Il s'agit du Nokia 7 Plus, qui avait été lancé au début de l'année dernière et qui est surtout populaire en Chine. Le flux de données a été découvert par un Norvégien, un certain Henrik Austrad. Ce dernier a constaté que son téléphone prenait souvent contact avec un serveur auquel était expédié un paquet de données. Austrad se confia alors au site d'actualité norvégien NRK, qui examina plus avant l'affaire.

Concrètement, Austrad observa que chaque fois qu'il allumait son téléphone, l'écran s'activait ou se déverrouillait, après quoi l'emplacement géographique, le numéro de la carte SIM, le numéro de série, le numéro de téléphone et la station de base (pylône d'antennes) étaient transférés à un serveur en Chine.

Le serveur en question semblait appartenir à l'opérateur chinois China Telecom, mais l'entreprise même n'a pu donner d'autres renseignements. NRK a cependant découvert sur la plate-forme pour développeurs Github un code similaire du fabricant de puces Qualcomm, qui se trouvait dans un dossier spécifiquement destiné à China Telecom, tout comme il y avait des dossiers pour d'autres opérateurs.

Tout semble indiquer que le code avait involontairement abouti sur des appareils Nokia norvégiens, ou bien qu'un lot d'appareils destinés au marché chinois était involontairement arrivé sur le marché norvégien.

HMD Global, l'entreprise finnoise qui fabrique aujourd'hui les appareils Nokia, reconnaît qu'une certain nombre d'appareils Nokia 7 Plus ont envoyé des données en Chine et l'attribue à une erreur dans le processus d'installation du software sur les appareils. L'entreprise a entre-temps sorti une mise à jour logicielle destinée à résoudre le problème. Les données transmises n'auraient jamais été abusées par China Telecom, selon HMD Global.
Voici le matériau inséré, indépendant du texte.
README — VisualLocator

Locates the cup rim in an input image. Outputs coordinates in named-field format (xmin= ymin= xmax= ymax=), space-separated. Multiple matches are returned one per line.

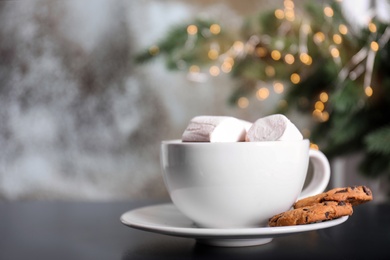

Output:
xmin=161 ymin=138 xmax=310 ymax=146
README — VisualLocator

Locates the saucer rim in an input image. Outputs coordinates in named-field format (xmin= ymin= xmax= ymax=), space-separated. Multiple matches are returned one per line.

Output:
xmin=120 ymin=203 xmax=349 ymax=238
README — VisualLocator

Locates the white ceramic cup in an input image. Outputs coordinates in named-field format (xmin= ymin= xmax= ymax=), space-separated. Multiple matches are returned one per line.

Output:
xmin=161 ymin=140 xmax=330 ymax=228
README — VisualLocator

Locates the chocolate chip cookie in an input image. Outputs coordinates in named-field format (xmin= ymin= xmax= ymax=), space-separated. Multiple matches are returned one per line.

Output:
xmin=268 ymin=201 xmax=353 ymax=227
xmin=294 ymin=186 xmax=372 ymax=209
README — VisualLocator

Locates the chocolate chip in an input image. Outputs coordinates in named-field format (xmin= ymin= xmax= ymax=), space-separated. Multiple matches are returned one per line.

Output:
xmin=335 ymin=188 xmax=348 ymax=194
xmin=337 ymin=201 xmax=345 ymax=206
xmin=363 ymin=186 xmax=371 ymax=196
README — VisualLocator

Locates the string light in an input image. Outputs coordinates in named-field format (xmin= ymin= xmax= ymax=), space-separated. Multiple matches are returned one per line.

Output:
xmin=370 ymin=41 xmax=379 ymax=51
xmin=283 ymin=0 xmax=295 ymax=9
xmin=275 ymin=9 xmax=284 ymax=20
xmin=313 ymin=32 xmax=325 ymax=44
xmin=302 ymin=128 xmax=311 ymax=139
xmin=330 ymin=47 xmax=340 ymax=58
xmin=273 ymin=82 xmax=284 ymax=94
xmin=237 ymin=97 xmax=249 ymax=108
xmin=187 ymin=24 xmax=198 ymax=35
xmin=333 ymin=34 xmax=343 ymax=44
xmin=299 ymin=52 xmax=312 ymax=65
xmin=265 ymin=66 xmax=275 ymax=77
xmin=368 ymin=22 xmax=377 ymax=33
xmin=255 ymin=47 xmax=268 ymax=58
xmin=221 ymin=61 xmax=233 ymax=73
xmin=271 ymin=50 xmax=282 ymax=60
xmin=314 ymin=101 xmax=325 ymax=112
xmin=188 ymin=65 xmax=200 ymax=73
xmin=321 ymin=111 xmax=329 ymax=122
xmin=310 ymin=143 xmax=320 ymax=150
xmin=290 ymin=73 xmax=301 ymax=84
xmin=324 ymin=6 xmax=334 ymax=17
xmin=209 ymin=66 xmax=220 ymax=77
xmin=320 ymin=92 xmax=329 ymax=103
xmin=278 ymin=99 xmax=288 ymax=108
xmin=284 ymin=53 xmax=295 ymax=65
xmin=284 ymin=9 xmax=295 ymax=22
xmin=210 ymin=23 xmax=221 ymax=35
xmin=149 ymin=45 xmax=160 ymax=56
xmin=339 ymin=24 xmax=348 ymax=35
xmin=256 ymin=87 xmax=269 ymax=100
xmin=364 ymin=86 xmax=374 ymax=97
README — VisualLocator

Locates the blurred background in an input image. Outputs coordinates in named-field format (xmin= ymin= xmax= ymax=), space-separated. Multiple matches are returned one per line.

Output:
xmin=0 ymin=0 xmax=390 ymax=201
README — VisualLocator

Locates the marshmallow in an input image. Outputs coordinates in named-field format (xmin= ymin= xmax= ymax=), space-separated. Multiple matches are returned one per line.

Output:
xmin=182 ymin=116 xmax=252 ymax=143
xmin=246 ymin=114 xmax=303 ymax=142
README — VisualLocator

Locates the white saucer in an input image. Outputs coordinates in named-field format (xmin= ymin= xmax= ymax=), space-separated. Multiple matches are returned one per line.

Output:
xmin=120 ymin=203 xmax=348 ymax=247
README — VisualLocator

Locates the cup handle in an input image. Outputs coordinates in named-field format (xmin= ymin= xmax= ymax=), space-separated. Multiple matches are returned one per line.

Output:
xmin=298 ymin=149 xmax=330 ymax=200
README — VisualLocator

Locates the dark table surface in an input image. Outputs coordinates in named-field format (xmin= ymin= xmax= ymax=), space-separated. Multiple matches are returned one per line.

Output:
xmin=0 ymin=200 xmax=390 ymax=259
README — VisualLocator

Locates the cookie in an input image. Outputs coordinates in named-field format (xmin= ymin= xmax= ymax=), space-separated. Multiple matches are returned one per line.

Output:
xmin=268 ymin=201 xmax=353 ymax=227
xmin=294 ymin=186 xmax=372 ymax=209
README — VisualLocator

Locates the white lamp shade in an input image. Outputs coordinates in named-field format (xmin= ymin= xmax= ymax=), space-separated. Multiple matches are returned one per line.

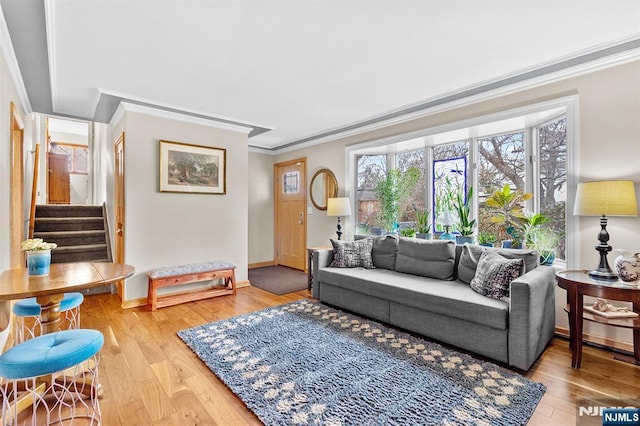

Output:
xmin=573 ymin=180 xmax=638 ymax=216
xmin=327 ymin=197 xmax=351 ymax=216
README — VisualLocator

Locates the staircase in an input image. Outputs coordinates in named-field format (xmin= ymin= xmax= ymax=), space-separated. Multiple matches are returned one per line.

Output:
xmin=33 ymin=205 xmax=113 ymax=294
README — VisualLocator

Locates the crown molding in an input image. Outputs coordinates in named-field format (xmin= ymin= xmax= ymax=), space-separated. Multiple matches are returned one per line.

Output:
xmin=273 ymin=33 xmax=640 ymax=154
xmin=109 ymin=101 xmax=253 ymax=135
xmin=0 ymin=5 xmax=33 ymax=114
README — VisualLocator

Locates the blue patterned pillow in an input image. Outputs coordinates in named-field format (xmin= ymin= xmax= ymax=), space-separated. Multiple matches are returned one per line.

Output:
xmin=470 ymin=250 xmax=524 ymax=302
xmin=329 ymin=238 xmax=375 ymax=269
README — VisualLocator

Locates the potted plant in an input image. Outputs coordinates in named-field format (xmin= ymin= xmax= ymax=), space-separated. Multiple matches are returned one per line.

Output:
xmin=400 ymin=228 xmax=416 ymax=238
xmin=414 ymin=207 xmax=431 ymax=240
xmin=485 ymin=184 xmax=533 ymax=247
xmin=478 ymin=232 xmax=498 ymax=247
xmin=374 ymin=167 xmax=420 ymax=233
xmin=454 ymin=186 xmax=476 ymax=244
xmin=21 ymin=238 xmax=58 ymax=275
xmin=528 ymin=226 xmax=560 ymax=265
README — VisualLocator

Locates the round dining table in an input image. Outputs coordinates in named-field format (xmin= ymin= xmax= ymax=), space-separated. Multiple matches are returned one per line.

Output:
xmin=0 ymin=262 xmax=135 ymax=333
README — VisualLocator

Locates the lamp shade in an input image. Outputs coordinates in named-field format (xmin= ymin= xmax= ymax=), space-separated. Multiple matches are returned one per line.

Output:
xmin=573 ymin=180 xmax=638 ymax=216
xmin=327 ymin=197 xmax=351 ymax=216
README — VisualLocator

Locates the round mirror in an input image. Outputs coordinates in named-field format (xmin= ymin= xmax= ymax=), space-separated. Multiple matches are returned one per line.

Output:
xmin=309 ymin=169 xmax=338 ymax=210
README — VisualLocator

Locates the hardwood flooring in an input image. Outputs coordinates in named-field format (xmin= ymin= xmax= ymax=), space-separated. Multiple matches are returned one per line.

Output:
xmin=81 ymin=287 xmax=640 ymax=426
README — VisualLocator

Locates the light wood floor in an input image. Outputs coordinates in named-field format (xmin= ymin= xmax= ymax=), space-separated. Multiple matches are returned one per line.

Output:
xmin=82 ymin=287 xmax=640 ymax=426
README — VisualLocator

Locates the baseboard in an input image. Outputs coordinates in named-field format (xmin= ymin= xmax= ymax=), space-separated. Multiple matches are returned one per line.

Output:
xmin=120 ymin=281 xmax=251 ymax=309
xmin=248 ymin=260 xmax=276 ymax=269
xmin=556 ymin=327 xmax=633 ymax=353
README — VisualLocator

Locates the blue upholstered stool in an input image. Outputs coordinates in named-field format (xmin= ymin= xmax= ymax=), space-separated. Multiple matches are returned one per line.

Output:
xmin=0 ymin=329 xmax=104 ymax=425
xmin=13 ymin=293 xmax=84 ymax=345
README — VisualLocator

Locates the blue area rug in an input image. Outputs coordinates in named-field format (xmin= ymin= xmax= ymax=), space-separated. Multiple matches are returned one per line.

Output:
xmin=178 ymin=300 xmax=545 ymax=425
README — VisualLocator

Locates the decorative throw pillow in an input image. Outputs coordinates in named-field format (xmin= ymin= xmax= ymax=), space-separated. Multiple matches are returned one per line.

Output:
xmin=471 ymin=250 xmax=524 ymax=302
xmin=329 ymin=238 xmax=375 ymax=269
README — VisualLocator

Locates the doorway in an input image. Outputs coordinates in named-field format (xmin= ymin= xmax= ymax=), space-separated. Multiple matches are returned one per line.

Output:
xmin=273 ymin=158 xmax=307 ymax=270
xmin=46 ymin=117 xmax=91 ymax=205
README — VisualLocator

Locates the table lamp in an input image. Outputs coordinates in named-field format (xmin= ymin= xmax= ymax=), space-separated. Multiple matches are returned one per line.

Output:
xmin=573 ymin=180 xmax=638 ymax=280
xmin=438 ymin=210 xmax=456 ymax=241
xmin=327 ymin=197 xmax=351 ymax=239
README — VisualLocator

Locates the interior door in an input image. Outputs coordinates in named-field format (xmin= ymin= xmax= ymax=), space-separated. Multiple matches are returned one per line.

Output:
xmin=274 ymin=158 xmax=307 ymax=270
xmin=47 ymin=152 xmax=71 ymax=204
xmin=113 ymin=132 xmax=125 ymax=300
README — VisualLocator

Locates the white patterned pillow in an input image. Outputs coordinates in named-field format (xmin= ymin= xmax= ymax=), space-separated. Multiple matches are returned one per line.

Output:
xmin=470 ymin=250 xmax=524 ymax=302
xmin=329 ymin=238 xmax=375 ymax=269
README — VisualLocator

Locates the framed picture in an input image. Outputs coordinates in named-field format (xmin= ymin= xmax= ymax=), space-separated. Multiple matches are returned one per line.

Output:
xmin=160 ymin=140 xmax=227 ymax=194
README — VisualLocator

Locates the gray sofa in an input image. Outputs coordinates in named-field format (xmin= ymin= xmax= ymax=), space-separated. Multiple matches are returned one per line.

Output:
xmin=313 ymin=236 xmax=556 ymax=370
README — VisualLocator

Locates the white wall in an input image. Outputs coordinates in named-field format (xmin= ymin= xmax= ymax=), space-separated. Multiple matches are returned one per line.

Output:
xmin=251 ymin=61 xmax=640 ymax=342
xmin=0 ymin=9 xmax=31 ymax=350
xmin=109 ymin=112 xmax=249 ymax=300
xmin=247 ymin=152 xmax=274 ymax=264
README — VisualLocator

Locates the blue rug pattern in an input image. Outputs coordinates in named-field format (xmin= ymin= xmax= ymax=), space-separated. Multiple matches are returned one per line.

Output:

Mais une question importante reste ainsi sans réponse: pourquoi un téléphone d'une entreprise finnoise transfèrait-il des données identifiables vers un opérateur télécom chinois?

NRK a demandé à HMD Global si l'envoi de ce genre de données n'était peut-être pas obligatoire pour pouvoir vendre les appareils sur le marché chinois, ou si China Telecom était effectivement le propriétaire du serveur en question, mais sans obtenir de réponse.

L'affaire a eu un prolongement dans la mesure où NRK a aussi pris contact avec l'ombudsman norvégien pour la protection des données, lequel va à présent poursuivre l'enquête.